Abstract:
This thesis aims to develop a computer vision system that can understand everyday human interactions with rich spatial information. Such systems can benefit VR/AR to perceive the reality and modify its virtual twin, and robotics to learn manipulation by watching human. Previous methods have been limited to constrained lab environment or pre-selected objects with known 3D shape. This thesis explores learning general interaction priors from large-scale data that can generalize to novel everyday scenes for both perception and prediction.

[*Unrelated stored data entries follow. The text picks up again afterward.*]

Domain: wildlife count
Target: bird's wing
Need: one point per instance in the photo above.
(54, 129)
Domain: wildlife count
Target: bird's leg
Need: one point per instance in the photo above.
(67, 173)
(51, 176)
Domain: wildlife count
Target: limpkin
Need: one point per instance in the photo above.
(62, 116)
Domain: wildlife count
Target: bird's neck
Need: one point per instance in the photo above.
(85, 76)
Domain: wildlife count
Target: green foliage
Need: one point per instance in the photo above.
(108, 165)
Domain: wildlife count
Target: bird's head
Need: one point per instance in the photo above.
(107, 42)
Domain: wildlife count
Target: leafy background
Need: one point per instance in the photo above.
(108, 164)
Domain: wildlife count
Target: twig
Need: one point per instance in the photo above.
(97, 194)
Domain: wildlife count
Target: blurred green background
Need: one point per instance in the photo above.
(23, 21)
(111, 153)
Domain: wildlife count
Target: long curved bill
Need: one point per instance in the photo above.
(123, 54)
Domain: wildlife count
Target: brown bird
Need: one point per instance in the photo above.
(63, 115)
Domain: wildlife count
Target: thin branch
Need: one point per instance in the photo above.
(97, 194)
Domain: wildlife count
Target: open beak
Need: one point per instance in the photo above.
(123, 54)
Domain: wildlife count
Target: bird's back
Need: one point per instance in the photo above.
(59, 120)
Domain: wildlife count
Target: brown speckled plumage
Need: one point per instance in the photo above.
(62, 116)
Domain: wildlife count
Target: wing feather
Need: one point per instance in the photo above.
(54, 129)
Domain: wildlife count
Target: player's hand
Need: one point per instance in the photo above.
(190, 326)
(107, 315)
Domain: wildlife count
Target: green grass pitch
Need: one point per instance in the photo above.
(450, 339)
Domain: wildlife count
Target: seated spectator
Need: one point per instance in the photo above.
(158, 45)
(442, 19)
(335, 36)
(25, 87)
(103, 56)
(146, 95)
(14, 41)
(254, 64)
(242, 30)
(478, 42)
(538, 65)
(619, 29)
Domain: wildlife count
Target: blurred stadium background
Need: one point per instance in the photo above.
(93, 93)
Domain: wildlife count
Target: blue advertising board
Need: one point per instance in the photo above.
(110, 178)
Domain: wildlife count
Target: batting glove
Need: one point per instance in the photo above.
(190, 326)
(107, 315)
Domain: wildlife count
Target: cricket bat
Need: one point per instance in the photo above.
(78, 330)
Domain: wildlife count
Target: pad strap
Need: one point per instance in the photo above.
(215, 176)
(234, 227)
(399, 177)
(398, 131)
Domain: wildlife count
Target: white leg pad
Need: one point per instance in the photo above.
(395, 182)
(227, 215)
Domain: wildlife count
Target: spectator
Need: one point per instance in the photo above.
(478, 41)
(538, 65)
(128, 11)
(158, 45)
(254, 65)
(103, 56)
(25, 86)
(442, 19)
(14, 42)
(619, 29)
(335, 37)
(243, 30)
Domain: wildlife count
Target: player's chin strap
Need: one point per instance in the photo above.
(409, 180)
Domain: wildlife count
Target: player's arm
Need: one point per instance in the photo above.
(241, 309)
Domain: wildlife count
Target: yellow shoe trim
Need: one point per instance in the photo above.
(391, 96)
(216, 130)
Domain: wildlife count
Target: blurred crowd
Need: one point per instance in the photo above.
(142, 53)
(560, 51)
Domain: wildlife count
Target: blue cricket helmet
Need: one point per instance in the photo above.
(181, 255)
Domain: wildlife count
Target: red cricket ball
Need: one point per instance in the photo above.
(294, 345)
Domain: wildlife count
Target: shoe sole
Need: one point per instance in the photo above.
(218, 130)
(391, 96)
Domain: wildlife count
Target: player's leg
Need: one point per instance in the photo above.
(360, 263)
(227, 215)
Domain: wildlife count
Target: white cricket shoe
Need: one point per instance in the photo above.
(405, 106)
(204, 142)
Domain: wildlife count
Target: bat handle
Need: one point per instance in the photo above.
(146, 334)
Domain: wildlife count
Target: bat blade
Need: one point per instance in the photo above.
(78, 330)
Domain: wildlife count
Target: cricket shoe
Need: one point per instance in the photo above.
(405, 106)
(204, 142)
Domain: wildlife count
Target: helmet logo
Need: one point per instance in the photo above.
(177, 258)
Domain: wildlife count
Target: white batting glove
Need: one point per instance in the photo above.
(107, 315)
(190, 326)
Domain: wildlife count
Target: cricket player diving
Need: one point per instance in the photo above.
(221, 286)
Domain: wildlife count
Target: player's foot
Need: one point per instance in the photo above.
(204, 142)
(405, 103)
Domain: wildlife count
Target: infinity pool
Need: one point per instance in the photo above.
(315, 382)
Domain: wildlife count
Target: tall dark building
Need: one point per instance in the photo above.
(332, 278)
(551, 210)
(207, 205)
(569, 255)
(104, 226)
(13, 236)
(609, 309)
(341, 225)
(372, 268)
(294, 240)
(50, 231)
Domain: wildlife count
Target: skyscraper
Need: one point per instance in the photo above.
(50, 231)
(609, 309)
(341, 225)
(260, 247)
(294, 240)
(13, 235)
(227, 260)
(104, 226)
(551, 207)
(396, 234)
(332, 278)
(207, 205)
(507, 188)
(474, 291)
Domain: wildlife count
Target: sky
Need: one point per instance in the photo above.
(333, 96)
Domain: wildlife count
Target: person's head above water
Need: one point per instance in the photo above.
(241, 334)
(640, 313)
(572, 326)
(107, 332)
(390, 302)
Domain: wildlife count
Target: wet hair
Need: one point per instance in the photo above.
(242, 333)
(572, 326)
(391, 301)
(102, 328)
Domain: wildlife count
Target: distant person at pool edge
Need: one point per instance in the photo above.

The thesis is divided into two parts. The first part focuses on reconstructing interactions in 3D space for generic objects by leveraging hand-object interaction prior. The second part focuses on interaction prediction, including predicting spatial arrangements of human-object interactions and hallucinating possible interaction dynamics for scenes with multiple entities. The proposed work extends the pre-thesis works from single images to videos. We first present preliminary results of reconstructing interactions from everyday video clips. We propose a method to incorporate both multi-view signals and learning priors to understand every video clips that display heavy mutual occlusion and limited viewpoint variations. Then, we will discuss challenges and future works to scale interaction understanding from clips of a few seconds to videos of a few minutes.
Thesis Committee Members:
Shubham Tulsiani, Co-chair
Abhinav Gupta, Co-chair
Deva Ramanan
Angjoo Kanazawa, UC Berkeley
Andreas Geiger, University of Tübingen